Ultraviolence, 2020.
Written and directed by Ken Fero.
SYNOPSIS:
Since 1969, there have been over 2000 deaths in police custody in the UK. It is a frightening statistic that Ken Fero approaches with seasoned conviction. Ultraviolence employs unflinching archival footage to document the tragic and undignified deaths that took place between 1995 and 2005.
Ken Fero’s searing follow-up to his and Tariq Mehmood’s 2002 police brutality documentary Injustice is nothing if not a film for our time, and really for all time.
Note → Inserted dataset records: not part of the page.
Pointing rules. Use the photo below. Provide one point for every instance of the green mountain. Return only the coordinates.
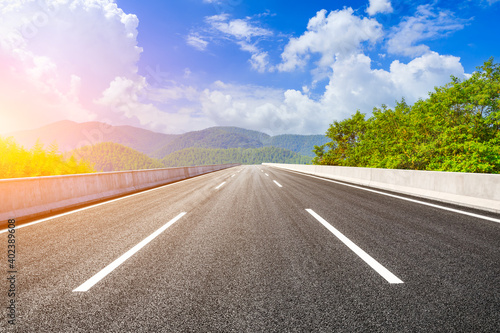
(70, 135)
(110, 156)
(234, 137)
(207, 156)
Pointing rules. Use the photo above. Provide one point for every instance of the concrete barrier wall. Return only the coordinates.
(481, 191)
(24, 198)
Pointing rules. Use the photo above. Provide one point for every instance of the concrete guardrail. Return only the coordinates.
(26, 198)
(475, 190)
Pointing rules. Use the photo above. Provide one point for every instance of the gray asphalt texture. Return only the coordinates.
(247, 257)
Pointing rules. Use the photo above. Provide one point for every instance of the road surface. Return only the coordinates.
(258, 249)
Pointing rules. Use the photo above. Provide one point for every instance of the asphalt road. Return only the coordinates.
(248, 257)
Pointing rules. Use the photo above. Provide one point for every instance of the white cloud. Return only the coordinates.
(197, 42)
(426, 24)
(339, 34)
(57, 57)
(355, 85)
(242, 32)
(238, 28)
(379, 6)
Though many of us have been thinking about “blue-on-black violence” more than ever in 2020 per the death of George Floyd and the resulting Black Lives Matter protests, it is an undeniably historic social malady, and one which Fero’s new film captures with ferocious, righteous anger.
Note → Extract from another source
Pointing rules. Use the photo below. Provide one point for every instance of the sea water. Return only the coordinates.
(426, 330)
Framed as a letter written by Fero to his son – who was born mere months after 9/11, he notes – Ultraviolence is an unflinching indictment of the 2000+ deaths that have occurred in police custody in the UK over the last 50 years, examining a number of the most especially egregious cases, complete with interviews with the families the victims leave behind.
From minute one, Fero pulls no punches, telling the bile-inducing story of Christopher Alder, who after being assaulted outside a nightclub in 1998, was taken into police custody only to be left dying on the station reception’s floor.
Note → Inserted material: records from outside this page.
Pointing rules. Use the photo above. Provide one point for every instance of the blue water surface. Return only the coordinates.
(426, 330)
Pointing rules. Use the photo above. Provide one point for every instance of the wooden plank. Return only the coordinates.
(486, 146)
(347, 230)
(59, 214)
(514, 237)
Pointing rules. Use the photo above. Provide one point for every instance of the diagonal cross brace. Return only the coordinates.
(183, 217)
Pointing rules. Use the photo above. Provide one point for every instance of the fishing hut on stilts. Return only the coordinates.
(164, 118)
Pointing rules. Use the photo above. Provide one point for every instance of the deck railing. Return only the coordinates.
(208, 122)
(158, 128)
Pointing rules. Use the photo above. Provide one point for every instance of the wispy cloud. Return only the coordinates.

Though we’re left to speculate on what the police may have done to Alder in the van on the way to the station – given that a postmortem confirmed Alder’s initial assault could not alone have caused death – Fero provides haunting footage of Alder taking his last breaths, all while the police around him crack jokes and seem entirely unconcerned.
Then there’s Brian Douglas, who in 1995 was stopped by the police on his way home from a nightclub and hit in the head by a police baton, causing a fractured skull which led to his death a week later. Inexplicably, a verdict of “death by misadventure” was returned.
Viewers are more likely to be familiar with the prominently-featured 2005 death of Brazilian Jean Charles de Menezes, who was shot seven times in the head at Stockwell tube station just two weeks after the 7/7 London bombings.
Unsurprisingly these crimes failed to win much in the way of justice, with a verdict of unlawful killing being rendered in the case of Alder, yet nothing in the way of a conviction ever being secured. Elsewhere vague, effete rulings of poor police training emerge, but no accountability, which speaks to the bar for prosecuting police being so disproportionately high compared to regular citizens.
Much of the film depicts the relatives of the victims fighting to score a successful prosecution in the hope it serves as a deterrent, given that the last time a British police officer was convicted of killing someone in custody was back in 1985, when Sergeant Alwyn Sawyer beat inmate Henry Foley severely enough to detach his left kidney and later cause his death. Unsurprisingly given the verdict, Foley was a white man.
Of the near-dozen more recent cases mentioned in detail over the course of the film, only Douglas’ case ever managed to attain even a sliver of justice, with PC Mark Tuffey, who administered the baton blow to his head, being convicted of racially aggravated behaviour, albeit with a punishment constituting a mere £400 fine and £400 in costs.
Fero’s film is about far more than this single subject, though, leaping off to become a wider commentary on the institutional, systemic sickness of the British condition, from the corrupt judicial system to the ineffective, overly bureaucratic oversight committees, the War on Terror, Islamophobia, and “Fake News” (which, Fero reminds us, is nothing new). Most disconcertingly, Fero draws attention to society’s complicity in allowing it all to happen, by either turning a blind eye or fatalistically assuming that nothing can be done, because isn’t apathy easier?
“Memory is fragile and it needs to be spoken to be kept alive,” Fero says in one of his many poetic declarations to his son, serving as a powerful call to retain the collective social memory of trauma, to stay angry, and to break the cycle of exploitation in the next generation. After all, George Floyd telling officers, “I can’t breathe,” and being duly ignored is echoed powerfully here with 2008 police brutality victim Frank Ogboru saying very much the same. Wouldn’t it be nice if, in another 12 years, we didn’t have another example of this?
Fero’s film derives enormous power from the simple wrenching humanity of its stories and the people lost within them, creating a hypnotic, nauseating collage of brutality, inquests, protests, and vigils. It moves fast and hits hard for all of its 75 minutes, with just enough of a flowery spicing by way of its voiceover narration.
Though clearly produced on a budget – the intertitles resemble late ’90s Word Art, possibly on purpose – and some of the animated accompaniments skate on the verges of taste, they do little to detract from the film’s sharp, bruising, concise impact.
Ultraviolence is truly a polemic for past, present, and probably future – horrifying, infuriating, vital, and eventually hopeful in the power of people to resist.